Agent ORGA Loop              SessionExecutor                Tool Process (PTY)
     |                            |                              |
     |  propose command           |                              |
     |--------------------------->|                              |
     |                            |  validate against pattern    |
     |                            |  check scope (if extract)    |
     |                            |  Cedar policy evaluation     |
     |                            |                              |
     |                     [if allowed]                          |
     |                            |  write to PTY stdin          |
     |                            |----------------------------->|
     |                            |                              |
     |                            |  read until ready_pattern    |
     |                            |<-----------------------------|
     |                            |                              |
     |                            |  parse prompt -> state       |
     |                            |  frame output                |
     |                            |  validate against schema     |
     |                            |  wrap in evidence envelope   |
     |                            |                              |
     |  {prompt, output, state}   |                              |
     |<---------------------------|                              |
     |                            |                              |
  [next ORGA iteration]

The SessionExecutor handles:

  • PTY allocation: Spawns the tool in a pseudo-terminal, manages process lifecycle
  • Prompt detection: Watches stdout for ready_pattern matches to know when the tool is waiting for input
  • Output framing: Extracts meaningful output between the sent command and the next prompt, stripping echoed input and ANSI escape codes
  • State inference: Parses prompt changes to update session_state
  • Timeout enforcement: Kills the session if idle_timeout, session_timeout, or max_interactions are exceeded
  • Evidence capture: Logs the full session transcript with timestamps, command/response pairs, and policy decisions

Evidence Transcript Logging

The SessionExecutor captures a timestamped transcript of every interaction:

[00:00.0] STARTUP  psql -h localhost -U agent_user -d appdb
[00:01.2] READY    prompt="appdb=>" state=ready
[00:01.5] INPUT    "SELECT * FROM users LIMIT 10"  cedar=ALLOW  pattern=select_query
[00:02.1] OUTPUT   10 rows returned  prompt="appdb=>" state=ready
[00:02.3] INPUT    "DROP TABLE users"  cedar=DENY  pattern=drop_table

This transcript is part of the evidence envelope and provides a complete audit trail of every command the agent sent, whether it was allowed, and what the tool returned.

Cedar Policy Examples

Read-only agent

// Allow only SELECT queries for read-only agents
permit (
    principal == Data::Agent::"reader",
    action == Data::Action::"query",
    resource
)
when {
    resource.tool_name == "psql_session.select_query"
};

State-aware gating

// Only allow "run" when module is configured
permit (
    principal == PenTest::Phase::"exploit",
    action == PenTest::Action::"execute_tool",
    resource
)
when {
    resource.tool_name == "msfconsole_session.run" &&
    resource.session_state == "configured"
};

Interaction count limits

// Block all commands after 50 interactions
forbid (
    principal,
    action == Data::Action::"query",
    resource
)
when {
    resource.interaction_count >= 50
};

Session Mode Applications

Tool Session Commands Governance Value
psql / mysql select_query, insert, update, create_table, drop_table Read-only agents cannot mutate.
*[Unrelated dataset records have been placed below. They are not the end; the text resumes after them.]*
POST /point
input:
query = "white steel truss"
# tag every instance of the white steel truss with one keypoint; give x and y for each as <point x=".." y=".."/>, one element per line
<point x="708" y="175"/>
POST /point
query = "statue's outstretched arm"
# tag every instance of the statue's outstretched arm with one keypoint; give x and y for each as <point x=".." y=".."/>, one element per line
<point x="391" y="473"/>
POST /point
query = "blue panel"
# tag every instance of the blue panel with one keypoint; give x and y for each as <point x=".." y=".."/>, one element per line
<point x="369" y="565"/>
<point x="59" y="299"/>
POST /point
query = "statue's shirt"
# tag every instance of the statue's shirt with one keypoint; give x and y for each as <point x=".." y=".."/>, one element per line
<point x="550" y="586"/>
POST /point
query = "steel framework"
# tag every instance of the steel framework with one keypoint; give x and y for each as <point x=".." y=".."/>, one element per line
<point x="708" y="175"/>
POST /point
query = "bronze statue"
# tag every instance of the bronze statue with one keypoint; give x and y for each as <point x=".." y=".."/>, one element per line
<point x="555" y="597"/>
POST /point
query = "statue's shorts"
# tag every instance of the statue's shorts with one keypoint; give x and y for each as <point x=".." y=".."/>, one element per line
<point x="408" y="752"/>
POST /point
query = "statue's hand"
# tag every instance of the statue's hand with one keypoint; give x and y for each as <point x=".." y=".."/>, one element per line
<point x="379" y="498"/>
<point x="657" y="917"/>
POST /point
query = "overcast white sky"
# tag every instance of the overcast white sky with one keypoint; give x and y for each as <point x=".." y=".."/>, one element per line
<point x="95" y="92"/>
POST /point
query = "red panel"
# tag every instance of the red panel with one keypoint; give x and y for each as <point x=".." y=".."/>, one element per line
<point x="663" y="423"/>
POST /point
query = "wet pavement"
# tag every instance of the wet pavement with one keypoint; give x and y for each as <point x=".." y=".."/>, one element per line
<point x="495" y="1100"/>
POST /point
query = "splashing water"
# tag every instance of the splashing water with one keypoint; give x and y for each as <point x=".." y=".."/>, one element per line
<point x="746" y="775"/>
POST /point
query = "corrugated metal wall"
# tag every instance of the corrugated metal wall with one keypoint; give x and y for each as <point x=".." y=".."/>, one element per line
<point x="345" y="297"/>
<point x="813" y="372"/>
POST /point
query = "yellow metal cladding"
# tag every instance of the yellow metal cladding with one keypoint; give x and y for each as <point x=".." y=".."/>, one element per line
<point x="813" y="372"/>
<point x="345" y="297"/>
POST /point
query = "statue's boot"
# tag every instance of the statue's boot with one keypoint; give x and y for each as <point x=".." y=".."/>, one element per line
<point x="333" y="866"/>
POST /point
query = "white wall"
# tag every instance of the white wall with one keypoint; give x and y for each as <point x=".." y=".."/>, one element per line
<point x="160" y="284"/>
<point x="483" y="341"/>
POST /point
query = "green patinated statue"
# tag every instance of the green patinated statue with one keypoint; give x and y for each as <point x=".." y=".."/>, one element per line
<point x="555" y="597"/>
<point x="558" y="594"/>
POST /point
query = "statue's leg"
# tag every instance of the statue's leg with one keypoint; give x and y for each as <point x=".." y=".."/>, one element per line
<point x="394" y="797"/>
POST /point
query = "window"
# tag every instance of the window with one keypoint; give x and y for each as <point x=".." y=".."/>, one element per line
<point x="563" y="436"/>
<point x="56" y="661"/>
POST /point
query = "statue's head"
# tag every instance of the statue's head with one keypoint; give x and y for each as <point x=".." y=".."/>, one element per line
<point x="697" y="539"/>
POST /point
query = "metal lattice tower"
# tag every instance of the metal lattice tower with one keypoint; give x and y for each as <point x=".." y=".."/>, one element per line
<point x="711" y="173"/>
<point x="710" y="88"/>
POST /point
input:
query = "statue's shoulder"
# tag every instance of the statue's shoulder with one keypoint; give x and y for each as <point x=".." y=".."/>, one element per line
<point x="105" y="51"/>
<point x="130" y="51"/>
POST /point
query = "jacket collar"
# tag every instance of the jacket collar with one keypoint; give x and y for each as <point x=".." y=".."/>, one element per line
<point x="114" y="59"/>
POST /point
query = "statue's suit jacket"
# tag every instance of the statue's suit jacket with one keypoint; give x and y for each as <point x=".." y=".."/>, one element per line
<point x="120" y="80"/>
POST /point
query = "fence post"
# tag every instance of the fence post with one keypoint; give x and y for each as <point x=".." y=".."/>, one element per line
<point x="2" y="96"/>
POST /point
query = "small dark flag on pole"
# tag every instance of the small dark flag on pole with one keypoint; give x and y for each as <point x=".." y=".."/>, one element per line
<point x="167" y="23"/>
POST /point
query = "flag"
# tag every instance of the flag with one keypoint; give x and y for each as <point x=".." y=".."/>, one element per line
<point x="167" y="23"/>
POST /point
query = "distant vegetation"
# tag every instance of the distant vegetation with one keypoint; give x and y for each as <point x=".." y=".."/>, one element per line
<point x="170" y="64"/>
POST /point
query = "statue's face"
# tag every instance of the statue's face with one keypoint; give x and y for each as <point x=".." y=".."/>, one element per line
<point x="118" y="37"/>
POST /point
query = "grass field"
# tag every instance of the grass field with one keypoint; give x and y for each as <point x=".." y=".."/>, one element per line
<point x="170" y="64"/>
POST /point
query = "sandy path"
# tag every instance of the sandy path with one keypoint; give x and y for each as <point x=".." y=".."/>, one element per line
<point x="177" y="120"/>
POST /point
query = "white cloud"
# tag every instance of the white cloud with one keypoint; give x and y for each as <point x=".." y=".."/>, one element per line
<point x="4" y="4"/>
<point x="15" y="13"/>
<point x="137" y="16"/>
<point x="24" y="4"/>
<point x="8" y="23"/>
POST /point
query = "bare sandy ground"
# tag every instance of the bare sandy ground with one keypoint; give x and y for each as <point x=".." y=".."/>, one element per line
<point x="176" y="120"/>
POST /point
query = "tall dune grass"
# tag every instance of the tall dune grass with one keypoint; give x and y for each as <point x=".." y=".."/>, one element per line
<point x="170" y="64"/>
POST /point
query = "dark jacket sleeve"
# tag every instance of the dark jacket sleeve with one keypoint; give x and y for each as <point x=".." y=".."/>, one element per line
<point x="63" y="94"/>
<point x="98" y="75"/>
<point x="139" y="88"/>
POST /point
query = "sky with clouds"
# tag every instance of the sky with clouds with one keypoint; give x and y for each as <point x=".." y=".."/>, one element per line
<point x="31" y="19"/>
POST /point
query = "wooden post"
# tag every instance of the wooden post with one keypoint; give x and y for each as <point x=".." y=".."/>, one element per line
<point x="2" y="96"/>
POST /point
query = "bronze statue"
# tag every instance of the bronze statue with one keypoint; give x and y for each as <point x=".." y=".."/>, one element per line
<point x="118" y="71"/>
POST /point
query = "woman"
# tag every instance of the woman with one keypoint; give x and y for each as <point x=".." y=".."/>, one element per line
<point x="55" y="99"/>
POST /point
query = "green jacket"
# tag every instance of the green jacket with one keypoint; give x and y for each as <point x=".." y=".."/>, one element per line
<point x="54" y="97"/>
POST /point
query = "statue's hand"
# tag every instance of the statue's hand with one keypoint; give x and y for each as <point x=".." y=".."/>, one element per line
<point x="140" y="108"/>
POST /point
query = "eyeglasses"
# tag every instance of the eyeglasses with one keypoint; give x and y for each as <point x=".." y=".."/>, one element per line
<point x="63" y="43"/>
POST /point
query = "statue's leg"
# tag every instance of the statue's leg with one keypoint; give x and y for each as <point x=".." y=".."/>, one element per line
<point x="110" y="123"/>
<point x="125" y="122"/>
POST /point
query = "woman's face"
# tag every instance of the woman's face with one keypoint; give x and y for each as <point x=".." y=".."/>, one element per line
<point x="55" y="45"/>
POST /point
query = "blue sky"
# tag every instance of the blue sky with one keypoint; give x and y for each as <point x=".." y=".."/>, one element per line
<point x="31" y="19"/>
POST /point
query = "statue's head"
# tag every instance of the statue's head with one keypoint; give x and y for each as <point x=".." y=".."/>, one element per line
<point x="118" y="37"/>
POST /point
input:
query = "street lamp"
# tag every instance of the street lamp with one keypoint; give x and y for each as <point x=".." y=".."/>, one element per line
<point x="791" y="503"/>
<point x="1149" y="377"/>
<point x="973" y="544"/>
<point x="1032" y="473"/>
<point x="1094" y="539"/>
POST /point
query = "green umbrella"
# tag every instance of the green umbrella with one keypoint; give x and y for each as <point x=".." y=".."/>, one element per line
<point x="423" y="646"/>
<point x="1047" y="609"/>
DDL requires human approval.
redis-cli get, set, del, keys, flushdb Agents can read/write keys but flushdb requires approval.
kubectl exec get, describe, logs, delete, apply Agents can inspect but destructive operations are gated.
gdb / lldb info, backtrace, print, set, continue, kill Agents can inspect state but set and kill are gated.
python3 / node REPL commands with import restrictions Agent can compute but cannot import os, subprocess, socket.